Loved this even more on second viewing. This movie really didn't need to be this good, it could have just been a two hour long version of that first sequence with kid Sammy, all about how »the movies sure are magic« or whatever. Instead it's a much more complicated movie about, yes, the joy and magic of finding your passion, but also about how there's a selfishness to dedicating your life to art. Sammy is clearly a uniquely gifted artist, but the same gifts of perception that let him see what others don't and capture something real in his art also make him view every experience as »material« and put him at a remove from the people around him.

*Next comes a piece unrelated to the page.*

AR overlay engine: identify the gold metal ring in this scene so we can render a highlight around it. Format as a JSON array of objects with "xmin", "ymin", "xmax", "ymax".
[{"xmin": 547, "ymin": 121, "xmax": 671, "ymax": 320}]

I love how the movie blurs the line between remembering and making-shit-up. Everything feels completely real and highly artificial at the same time. Characters act like real people one moment and then deliver a prepared speech about some grand life-lesson the next (sidenote: I genuinely want to know if Spielberg has seen Wet Hot American Summer, cause the break-up scene at the prom is basically the speech Marguerite Moreau gives to Michael Showalter at the end with fewer jokes; this is a compliment). I have to assume that something like that scene with the bully towards the end must be pulled pretty directly from memory (only real people act that insane), but then that same scene also contains some of the most movie-ass, wink-at-the-camera lines of the whole thing. Spielberg »finally tells his own story« or whatever, but constantly reminds you that that story is as much bullshit as any of his other movies, and then makes you think that maybe there's some deeper truth in that bullshit after all.

So I guess it *is* about »the magic of cinema«, but, you know, in a more interesting way than other movies of its kind, a way that feels more earned and more honest.